A primary objective for Smith this year is the collection of more data: usage rates and statistics demonstrating increases in lethality across 2nd Marine Division.

“We're trying to show that these are a valuable target to us,” he said.

They're already wildly popular, with wait lists for division units to use them. Smith said units preparing to deploy get priority; others get in line. He has brought out the targets for unit events such as the 2nd MarDiv squad competition in June and July, where a group of targets simulated an enemy patrol. A Marine Corps squad ambushed the simulated enemy with an M18 claymore mine, then fired on the robots when they scattered in a realistic human response to the attack.

“When we first leased them, it was sort of little-known that we had these targets. When I got Marines in front of them, that's when the usage rates went up,” Smith said. ” … Marines are asking why are these not on every range.”

Among his future plans is a live-fire range in which the targets work their way inside an infantry unit's perimeter, putting human troops on the defensive.

Having 16 of the humanoid targets means a rifle squad can be matched or even outnumbered by a yelling, advancing simulated enemy.

“As we get out of the [Iraq/Afghanistan] conflicts, what that was, we always outnumbered our enemy,” Smith said. “Now, as the [Defense Department] starts to look at peer-versus-peer, we try to give that to the Marines now. A rifle squad is fighting a rifle squad. A fire team is fighting a fire team.”

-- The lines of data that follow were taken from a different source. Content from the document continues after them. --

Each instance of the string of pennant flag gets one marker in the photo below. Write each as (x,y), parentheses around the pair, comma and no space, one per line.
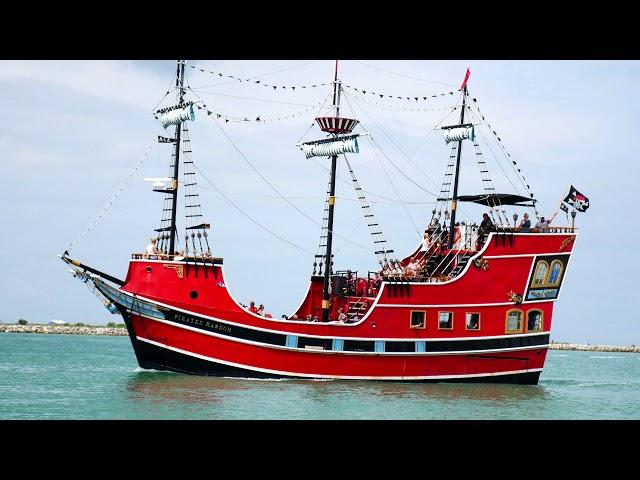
(402,109)
(419,98)
(258,82)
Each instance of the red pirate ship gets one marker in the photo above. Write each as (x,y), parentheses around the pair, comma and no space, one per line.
(472,303)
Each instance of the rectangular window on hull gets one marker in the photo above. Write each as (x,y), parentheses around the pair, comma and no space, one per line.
(445,320)
(400,347)
(534,321)
(514,321)
(315,343)
(417,319)
(473,321)
(359,346)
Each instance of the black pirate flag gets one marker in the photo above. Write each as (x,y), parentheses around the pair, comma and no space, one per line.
(577,200)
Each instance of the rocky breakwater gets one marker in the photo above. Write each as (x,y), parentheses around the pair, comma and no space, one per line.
(593,348)
(63,330)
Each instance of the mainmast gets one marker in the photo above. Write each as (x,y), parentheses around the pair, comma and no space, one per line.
(176,165)
(332,200)
(454,199)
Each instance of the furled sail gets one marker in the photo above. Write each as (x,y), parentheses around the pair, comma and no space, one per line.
(174,117)
(330,148)
(457,134)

It's not just the ground-pounders who can benefit from the targets, though. Smith said amphibious assault vehicle crewmen have fired on the targets using their guns, and tanks have been able to train their 7.62mm coaxial machine guns on them.

“Some of the stuff we would like to see in the future is the ability to incorporate some of our higher-caliber munitions,” he said. “Right now, we're up to 7.62 and some of the smaller fragmentation . We would love to incorporate mortars. … Those are some of the things we have been looking at.”

Smith said he's also thinking about how to rig the targets to “shoot back” at human troops, possibly by incorporating the Instrumented Tactical Engagement Simulation System, or ITESS, essentially a high-tech version of laser tag.

Marine Corps-wide, Smith said he'd like to see eight to 16 of the targets fielded to each infantry battalion. But whether or not the service springs for the technology, he's confident his Marines will be able to keep training with them.

“This is going to be up to [Headquarters Marine Corps] for them to find the budget,” he said. “Within 2nd Marine Division, we're going top watch this very closely and see what the institution does. If it doesn't go the way we would like it to go, I will tell you with confidence that Gen. Furness will give me guidance to find said money and keep these targets within the division.”